SCHEDULE A
STOCK APPRECIATION RIGHTS AGREEMENT
This Stock Appreciation Rights Agreement is entered into as of
____________, 19___, by and between XXXXXX MAY HOLDINGS, INC. (the "Company")
and __________________ ("Executive").
The Company desires to provide stock appreciation rights to Executive as an
incentive for Executive to participate in the management of the Company and its
subsidiaries.
In consideration of the mutual covenants and agreements herein set forth
and in consideration of Executive's service with the Company and its
subsidiaries, the parties hereto agree as follows:
1. DEFINITIONS.
"Board of Directors" means the Company's Board of Directors or any properly
constituted committee thereof.
"Cash-Out Event" means either (a) the sale by the Company's stockholders of
shares of Common Stock pursuant to a registration statement (other than a
registration statement on Form S-4 or S-8, or any successor form thereto) filed
and declared effective under the Securities Act of 1933, as amended ("Public
Offering"); (b) the closing of any merger, combination, consolidation or similar
business transaction involving the Company in which the holders of Common Stock
immediately prior to such closing are not the holders of a majority of the
ordinary voting securities of the surviving person in such transaction (a
"Business Combination"); (c) the closing of any sale by the Company of all or
substantially all of its assets to a person in which the holders of Common Stock
immediately prior to such closing are not the holders of a majority of the
ordinary voting securities immediately after such closing (an "Asset Sale"); or
(d) the closing of any sale by the holders of Common Stock of an amount of
Common Stock that equals or exceeds a majority of the shares of Common Stock
immediately prior to such closing to a person in which the holders of the Common
Stock immediately prior to such closing are not the holders of a majority of the
ordinary voting securities immediately after such closing (a "Stock Sale").

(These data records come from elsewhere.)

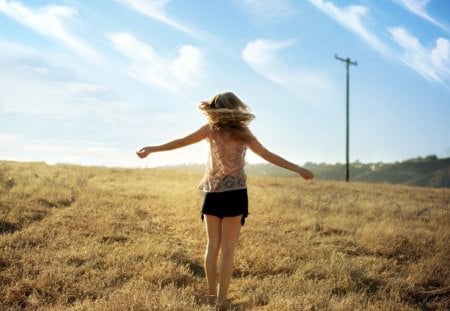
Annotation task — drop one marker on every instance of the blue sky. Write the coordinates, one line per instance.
(90, 82)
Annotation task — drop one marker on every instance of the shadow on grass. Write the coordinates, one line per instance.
(8, 227)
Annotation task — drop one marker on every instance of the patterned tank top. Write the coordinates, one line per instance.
(225, 167)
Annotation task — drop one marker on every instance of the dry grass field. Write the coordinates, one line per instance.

"Cause" shall mean material injury to the Company resulting from
Executive's gross negligence in the performance of, or Executive's willful
failure after written notice to perform, any of his duties as an employee of the
Company; Executives willful or intentional injury of the Company; and any act of
Executive involving moral turpitude which results in material injury to the name
or the goodwill of the Company.
"Common Stock" means the Company's common stock, par value $.01 per share,
of whatever class, whether voting or non-voting, issued and outstanding as of
the date hereof.
"Outstanding" means, with respect to the Common Stock, the issued and
outstanding Common Stock, shares of Common Stock issuable pursuant to options,
convertible securities or
other rights, and stock appreciation rights in respect
of Common Stock pursuant to this Agreement or other agreements.
"Preferred Stock" means the Company's Preferred Stock, of whatever class,
whether voting or non-voting.
2. STOCKHOLDERS APPROVAL. The grant of stock appreciation rights,
including those granted herein, has been approved by the stockholders of the
Company holding at least 75% of the Common Stock.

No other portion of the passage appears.